Conference lecture: Electrophysiological diagnosis of inflammatory demyelinating neuropathies

2018 
Electrophysiology plays a crucial role in the characterization and diagnosis of peripheral neuropathies. It provides insight in the type and mechanism of peripheral neuropathy by giving information on the spatial pattern, the fibre type involved, pathology (axonal, demyelinating), and the severity and time course. Inflammatory demyelinating neuropathies constitute a significant proportion of the acquired peripheral neuropathies. They include Guillain-Barre syndrome (GBS), chronic inflammatory demyelinating polyradiculoneuropathy (CIDP), multifocal motor neuropathy (MMN), multifocal demyelinating neuropathy with persistent conduction block (Lewis-Sumner syndrome), and paraproteinemic neuropathies. A proper diagnosis as early as possible is very important because timely immune treatment can largely reduce morbidity and disability.

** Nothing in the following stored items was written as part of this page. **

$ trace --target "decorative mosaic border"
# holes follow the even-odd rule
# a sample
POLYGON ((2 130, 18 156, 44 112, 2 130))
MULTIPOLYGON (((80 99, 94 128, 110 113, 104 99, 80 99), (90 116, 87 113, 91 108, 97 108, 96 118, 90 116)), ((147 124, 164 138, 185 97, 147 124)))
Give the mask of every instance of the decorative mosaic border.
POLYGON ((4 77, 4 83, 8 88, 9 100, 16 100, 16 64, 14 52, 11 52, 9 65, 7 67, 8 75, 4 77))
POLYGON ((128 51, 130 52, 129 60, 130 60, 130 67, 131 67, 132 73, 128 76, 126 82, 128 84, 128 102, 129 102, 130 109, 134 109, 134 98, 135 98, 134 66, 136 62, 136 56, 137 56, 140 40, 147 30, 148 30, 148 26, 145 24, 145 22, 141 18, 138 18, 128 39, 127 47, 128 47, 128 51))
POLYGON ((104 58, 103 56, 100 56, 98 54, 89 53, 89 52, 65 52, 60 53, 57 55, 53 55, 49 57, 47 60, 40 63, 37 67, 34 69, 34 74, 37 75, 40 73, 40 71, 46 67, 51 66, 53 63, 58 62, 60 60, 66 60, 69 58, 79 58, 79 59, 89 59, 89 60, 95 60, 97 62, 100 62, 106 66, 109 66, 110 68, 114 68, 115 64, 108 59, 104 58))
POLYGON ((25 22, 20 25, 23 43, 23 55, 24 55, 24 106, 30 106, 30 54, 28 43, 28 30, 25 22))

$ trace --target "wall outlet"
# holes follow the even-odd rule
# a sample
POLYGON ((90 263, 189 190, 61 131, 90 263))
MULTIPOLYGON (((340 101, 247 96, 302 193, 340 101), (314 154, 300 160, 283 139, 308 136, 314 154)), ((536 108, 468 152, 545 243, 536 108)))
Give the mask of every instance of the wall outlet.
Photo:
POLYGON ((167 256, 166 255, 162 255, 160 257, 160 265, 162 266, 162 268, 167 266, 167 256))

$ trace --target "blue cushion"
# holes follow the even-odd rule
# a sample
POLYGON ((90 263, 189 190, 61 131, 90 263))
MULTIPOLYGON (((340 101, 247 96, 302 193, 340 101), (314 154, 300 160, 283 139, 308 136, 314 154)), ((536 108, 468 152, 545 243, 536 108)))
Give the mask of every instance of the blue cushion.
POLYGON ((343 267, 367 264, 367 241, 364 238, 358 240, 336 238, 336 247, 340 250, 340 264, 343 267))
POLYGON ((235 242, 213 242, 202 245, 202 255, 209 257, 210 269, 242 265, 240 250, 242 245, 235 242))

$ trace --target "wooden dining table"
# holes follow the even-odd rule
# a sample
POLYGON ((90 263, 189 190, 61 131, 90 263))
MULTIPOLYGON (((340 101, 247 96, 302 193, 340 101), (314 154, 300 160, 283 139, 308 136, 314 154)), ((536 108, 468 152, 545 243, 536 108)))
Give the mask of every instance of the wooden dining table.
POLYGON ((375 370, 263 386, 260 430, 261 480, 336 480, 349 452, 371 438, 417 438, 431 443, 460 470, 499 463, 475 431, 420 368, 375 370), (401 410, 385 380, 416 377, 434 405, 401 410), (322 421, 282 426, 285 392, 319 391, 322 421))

The diagnosis is based on a constellation of clinical and laboratory features, including electrophysiological studies, spinal fluid examination, and in selected cases serological studies and peripheral nerve biopsy. Electrophysiological studies are key in the early detection and characterization of inflammatory demyelinating neuropathies and in differentiating these from primary axonal neuropathies. In CIDP, electrophysiological criteria for demyelination are designed to exclude abnormalities that can be explained by axonal degeneration (Eur J Neurol 2010). Therefore, lesser degrees of demyelination cannot be defined with certainty. Optimised electrophysiological criteria are capable, however, to support the diagnosis with different levels of probability (possible, probable, definite) in the very large majority of cases. In GBS, much effort has gone into developing criteria which can distinguish axonal and demyelinating subtypes. The discovery of reversible conduction failure (RCF) has led to the concept of nodopathy/paranodopathy, where conduction slowing and conduction block are due to the immune attack mainly at the nodal axolemma level. There is no actual demyelinisation as defined pathologically and if the immune attack continues, conduction failure may not reverse and axonal degeneration will ensue. Recent electrophysiological studies support this pathophysiological mechanism and show that the dichotomous distinction between axonal and demyelinating in GBS is not tenable (Muscle nerve, 2018).